Chicos de treinta
A través de vuestros blogs me he dado cuenta de una situación que no conocía, la de los hombres jóvenes que rondan los treinta años. No digo que sea el caso de todos, pero sí de bastantes. Realmente me parece mucha casualidad que haya tantas crisis de pareja debido a que los chicos no quieren ninguna clase de compromisos.
Creo que la causa es que la situación social ha cambiado demasiado rápido. Hace veinte años, a los niños varones se les educaba todavía en la idea de que las tareas de la casa eran cosa de mujeres. Crecieron pensando que tendrían una vida como la de su padre, basada en el trabajo profesional. Pensaban que su obligación se limitaría a conseguir dinero y luego podrían desentenderse de lo demás. Así ha sido durante décadas.
Pero les pilló el cambio de siglo y de mentalidad. Ahora un chico joven que vive con su familia, sabe que tiene la comida lista, la casa limpia y la ropa planchada. También sabe que si se independiza tendrá que arreglarselas solo.

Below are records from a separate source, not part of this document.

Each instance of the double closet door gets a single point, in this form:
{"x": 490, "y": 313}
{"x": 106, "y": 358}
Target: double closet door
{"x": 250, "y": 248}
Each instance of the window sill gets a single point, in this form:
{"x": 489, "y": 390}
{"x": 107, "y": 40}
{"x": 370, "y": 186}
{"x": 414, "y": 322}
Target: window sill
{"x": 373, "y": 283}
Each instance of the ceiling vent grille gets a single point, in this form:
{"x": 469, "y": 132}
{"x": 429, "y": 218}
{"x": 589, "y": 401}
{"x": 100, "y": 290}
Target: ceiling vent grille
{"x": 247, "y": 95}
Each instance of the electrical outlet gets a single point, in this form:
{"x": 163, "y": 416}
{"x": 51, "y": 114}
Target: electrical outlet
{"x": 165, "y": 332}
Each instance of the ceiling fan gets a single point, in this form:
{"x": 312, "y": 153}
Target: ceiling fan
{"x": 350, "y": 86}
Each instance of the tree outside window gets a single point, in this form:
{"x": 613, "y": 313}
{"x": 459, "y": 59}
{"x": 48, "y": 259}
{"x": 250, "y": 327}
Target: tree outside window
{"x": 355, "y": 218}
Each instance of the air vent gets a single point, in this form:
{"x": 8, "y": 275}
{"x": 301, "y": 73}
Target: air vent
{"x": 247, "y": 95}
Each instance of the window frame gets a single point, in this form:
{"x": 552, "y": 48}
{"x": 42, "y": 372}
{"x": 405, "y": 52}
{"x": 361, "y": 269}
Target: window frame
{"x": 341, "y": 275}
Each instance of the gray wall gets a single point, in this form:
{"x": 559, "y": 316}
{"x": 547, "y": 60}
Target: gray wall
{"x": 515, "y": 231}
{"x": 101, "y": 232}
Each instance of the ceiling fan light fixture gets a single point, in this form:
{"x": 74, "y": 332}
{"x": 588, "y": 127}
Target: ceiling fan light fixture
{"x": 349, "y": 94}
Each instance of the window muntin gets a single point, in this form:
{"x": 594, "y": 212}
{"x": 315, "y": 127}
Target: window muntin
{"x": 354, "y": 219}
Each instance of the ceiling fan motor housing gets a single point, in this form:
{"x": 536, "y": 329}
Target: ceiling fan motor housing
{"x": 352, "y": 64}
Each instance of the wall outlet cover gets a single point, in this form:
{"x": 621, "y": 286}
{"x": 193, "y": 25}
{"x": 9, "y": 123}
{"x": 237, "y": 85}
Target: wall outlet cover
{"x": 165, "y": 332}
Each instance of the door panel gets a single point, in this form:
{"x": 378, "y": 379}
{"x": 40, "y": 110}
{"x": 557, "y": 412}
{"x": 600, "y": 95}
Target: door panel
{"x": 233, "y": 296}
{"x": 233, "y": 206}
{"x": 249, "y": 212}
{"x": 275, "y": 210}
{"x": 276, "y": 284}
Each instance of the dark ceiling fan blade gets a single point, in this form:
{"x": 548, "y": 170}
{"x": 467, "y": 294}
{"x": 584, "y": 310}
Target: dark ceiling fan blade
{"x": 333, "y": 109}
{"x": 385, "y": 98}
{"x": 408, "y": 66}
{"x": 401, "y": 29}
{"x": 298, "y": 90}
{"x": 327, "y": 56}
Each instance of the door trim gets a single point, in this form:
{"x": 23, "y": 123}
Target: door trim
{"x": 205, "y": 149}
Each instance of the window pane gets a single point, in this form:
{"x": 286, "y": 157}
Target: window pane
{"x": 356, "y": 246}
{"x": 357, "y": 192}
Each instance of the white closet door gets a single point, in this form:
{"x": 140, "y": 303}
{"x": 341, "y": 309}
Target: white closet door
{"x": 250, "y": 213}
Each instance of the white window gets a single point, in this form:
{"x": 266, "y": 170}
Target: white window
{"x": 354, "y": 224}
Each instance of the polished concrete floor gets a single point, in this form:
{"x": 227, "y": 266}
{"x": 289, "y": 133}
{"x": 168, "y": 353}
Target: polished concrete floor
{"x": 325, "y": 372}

Pero sabe especialmente que si decide irse a vivir con una chica se le acaban todas sus prerrogativas. Sin embargo, estando cada uno en su casa disfruta de las ventajas sin los inconvenientes.
Hoy en día, lo normal es que los dos trabajen. Eso significa que incluso puede ser que ella salga más tarde del trabajo, a veces tiene que viajar y puede ganar más dinero que él. Así que las obligaciones familiares ahora son de los dos por igual. Un joven, que no ha sido preparado para ello, se encuentra con que tiene que cocinar y limpiar, hacer la compra y, si tienen niños, ocuparse de ellos tan bien como lo haría una mujer, porque es lo que la sociedad le está exigiendo.
Así que queda la salida más fácil: no comprometerse. Estamos, en el mundo desarrollado, rodeados de eternos adolescentes, chicos y chicas, con complejo de Peter Pan, que no quieren independizarse. En el caso de ellos, con más razón, porque si algo sale mal tienen las de perder ante la sociedad y ante la ley. Yo misma, antes pensaba que quería ver a mi chico algún día casado y con hijos, pero tal como están las cosas, empiezo a pensar, como él mismo, que es mejor que no se complique la vida.